The reason for this appress to be that the car has always been in question. The project was lead by Harley Earl, with Bill Mitchell and Zora Arkus-Duntov involved. Earl is said to have kept one of the cars for himself - later updated as a second generation F-88 (with a different front and rear clip). Two other cars are assumed distroyed.  This car (styling order #2265) was assembled from a shipment of parts purchased by E.L. Cord soon after the 1954 show season. Yup, the same E.L. Cord of Auburn, Cord, Duesenberg fame. The question still debated by historians is whether this car is the 1954 Motorama show car - disassembled and shipped with all remaining parts for the XP-20 project to E.L. Cord. Or, whether this car is simply built from extra parts remaining after the XP-20 project was completed. A good argument can be made for both scenarios and I don't believe anyone really knows the truth at this point.
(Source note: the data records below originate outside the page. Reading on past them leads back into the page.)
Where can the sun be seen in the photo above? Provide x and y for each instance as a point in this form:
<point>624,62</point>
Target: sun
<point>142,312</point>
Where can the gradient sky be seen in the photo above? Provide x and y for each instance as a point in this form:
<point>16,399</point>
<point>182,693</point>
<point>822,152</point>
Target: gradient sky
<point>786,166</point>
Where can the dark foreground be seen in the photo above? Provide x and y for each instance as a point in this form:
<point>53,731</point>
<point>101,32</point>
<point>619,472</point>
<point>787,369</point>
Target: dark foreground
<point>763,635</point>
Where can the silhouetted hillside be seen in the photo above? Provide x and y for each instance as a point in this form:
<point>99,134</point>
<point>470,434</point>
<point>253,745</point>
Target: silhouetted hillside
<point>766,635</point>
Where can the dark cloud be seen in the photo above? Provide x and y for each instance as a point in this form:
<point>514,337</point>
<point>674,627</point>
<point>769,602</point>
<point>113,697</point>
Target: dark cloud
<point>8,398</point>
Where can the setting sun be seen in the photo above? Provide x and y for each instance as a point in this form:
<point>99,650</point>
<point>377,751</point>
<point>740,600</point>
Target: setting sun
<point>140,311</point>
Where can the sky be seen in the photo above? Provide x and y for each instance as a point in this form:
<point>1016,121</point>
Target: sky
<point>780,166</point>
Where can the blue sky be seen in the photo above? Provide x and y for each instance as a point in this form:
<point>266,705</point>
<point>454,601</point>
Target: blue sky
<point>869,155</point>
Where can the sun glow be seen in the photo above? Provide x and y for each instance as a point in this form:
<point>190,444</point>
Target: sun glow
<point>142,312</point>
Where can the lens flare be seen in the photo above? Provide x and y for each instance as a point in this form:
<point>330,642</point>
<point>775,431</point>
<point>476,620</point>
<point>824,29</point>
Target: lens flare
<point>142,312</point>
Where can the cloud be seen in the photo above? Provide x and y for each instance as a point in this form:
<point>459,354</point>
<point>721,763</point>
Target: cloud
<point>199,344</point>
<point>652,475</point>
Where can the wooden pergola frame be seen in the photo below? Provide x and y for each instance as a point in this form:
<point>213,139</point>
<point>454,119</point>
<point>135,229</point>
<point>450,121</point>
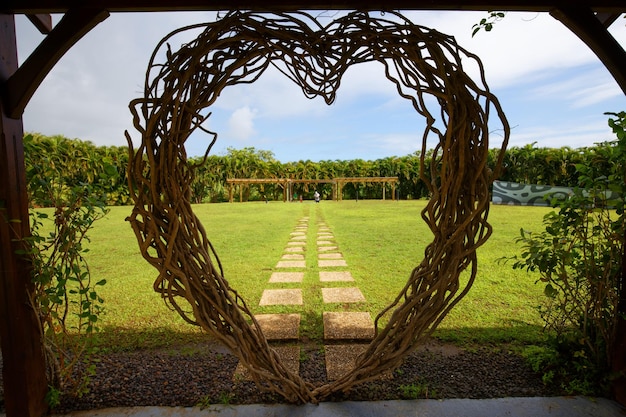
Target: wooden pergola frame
<point>287,183</point>
<point>25,383</point>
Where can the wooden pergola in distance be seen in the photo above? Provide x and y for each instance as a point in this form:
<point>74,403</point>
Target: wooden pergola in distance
<point>25,383</point>
<point>287,185</point>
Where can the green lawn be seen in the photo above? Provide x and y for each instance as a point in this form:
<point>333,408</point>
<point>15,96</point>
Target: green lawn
<point>381,242</point>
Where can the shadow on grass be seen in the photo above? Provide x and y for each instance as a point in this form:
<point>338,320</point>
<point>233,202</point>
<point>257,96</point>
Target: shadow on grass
<point>115,338</point>
<point>515,332</point>
<point>121,339</point>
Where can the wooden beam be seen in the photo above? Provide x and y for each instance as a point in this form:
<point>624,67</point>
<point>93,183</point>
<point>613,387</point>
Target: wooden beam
<point>21,86</point>
<point>584,23</point>
<point>62,6</point>
<point>25,384</point>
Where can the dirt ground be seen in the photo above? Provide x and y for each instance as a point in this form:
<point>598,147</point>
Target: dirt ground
<point>201,375</point>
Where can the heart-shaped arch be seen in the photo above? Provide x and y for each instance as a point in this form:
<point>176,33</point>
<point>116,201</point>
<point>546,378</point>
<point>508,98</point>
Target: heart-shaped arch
<point>238,49</point>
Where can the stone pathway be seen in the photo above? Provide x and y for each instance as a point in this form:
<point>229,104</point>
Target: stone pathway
<point>343,330</point>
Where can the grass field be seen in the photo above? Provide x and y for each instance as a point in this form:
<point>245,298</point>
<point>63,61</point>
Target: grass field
<point>381,242</point>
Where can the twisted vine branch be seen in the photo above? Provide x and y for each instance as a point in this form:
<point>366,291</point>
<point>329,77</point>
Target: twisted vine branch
<point>424,65</point>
Regardless, it's quite curious that Cord would purchase the crate of parts and that GM would allow it sold to him. It's unclear to me the chain of ownership leading up to the 1991 sale, however Bruce Lustman (a Colorado collector) seems to have gotten a great deal in retrospect. The car was shown by Lustman and consigned to Don Williams at the Blackhawk. Williams is said to have sold the car to Gordon Apker. Michael Lamb, an automotive writer, wrote a piece on the car the year before it went back to the Barrett-Jackson auction. In January 2005, the car sold to a new owner, John Hendricks of the Gateway Colorado Automobile Museum, for $3,240,000.  

The car looks fantastic and it would interesting to see if that price could be repeated today.